The UUs in AoE2 are “archer but faster”, “knight but stronger”, “champion but has more armor”.
The UUs in AoE3 are “musketeer, but has 5 different stances with different stats, multipliers and use cases”, “skirmisher, but fires twice as fast, has longer range, and sieges buildings from a distance at the cost of hit and run capabilities”, “dragoon, but actually also heavy cavalry and counters heavy infantry too”.
I mean, AoE2 is great and all, but the UUs mostly feel like stronger reskins. The game is dated. Everyone who thinks AoE2 would be praised for complexity if it was released in 2022 is dead wrong and living in some fairy tale universe.
Asymmetric civs is nice, AoE4’s approach was completely flopped though and crashed and burned immediately due to incompetence. Still, considering out of 42 civs here in 1 on 1 you can play 35 of them with the same archers into crossbows (for 30 minutes, most games have ended by then), another selection of 25 on scouts into knights, and it’s 2 unit lines that dominate the meta on all levels and they are all we see, I don’t think one can put out any solid argument for civs having “flavor” in AoE2.
When I play Persians I play Franks. And Lithuanians. And Sicilians. And Teutons. And Burgundians. And Poles. And Burmese. And Khmer. And Malians. And I haven’t even changed my civ.
Because Civs in AoE2 play out exactly the same for the first 45 minutes of the game, or in other words, in 90% of games. Every time, over and over.
Oh, and for “b-but if people agreed with you AoE2 wouldn’t be the most popular”.
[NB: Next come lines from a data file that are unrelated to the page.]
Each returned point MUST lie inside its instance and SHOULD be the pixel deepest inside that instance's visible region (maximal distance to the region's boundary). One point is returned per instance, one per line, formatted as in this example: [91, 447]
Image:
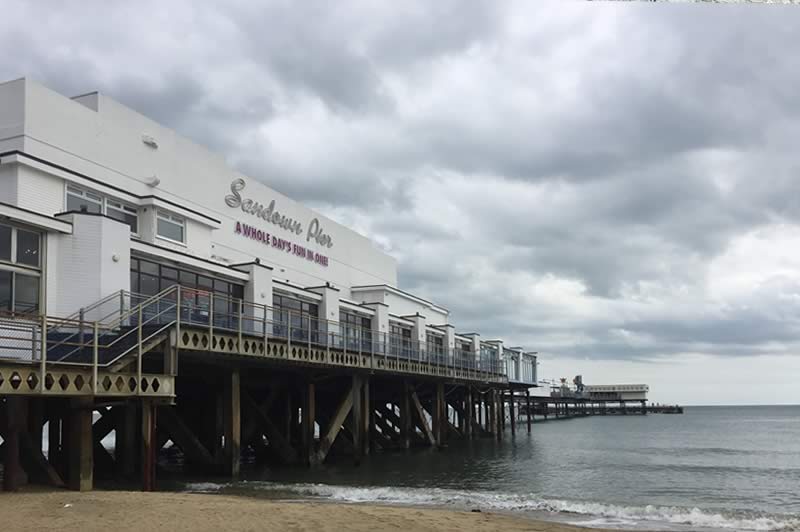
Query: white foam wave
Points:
[204, 487]
[612, 514]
AoE2 is popular because of the much better campaign approach compared to both AoE3 and AoE4, because of the more sim-city style of spending the first 15 mins building and designing your base, and because of the more defensive, passive and slow-paced approach it uses. Not because the civilizations are fun to play. The replayability is ensured by the maps, the engine, and the action, not by the units, civilizations and balance.
And why not have even more replayability?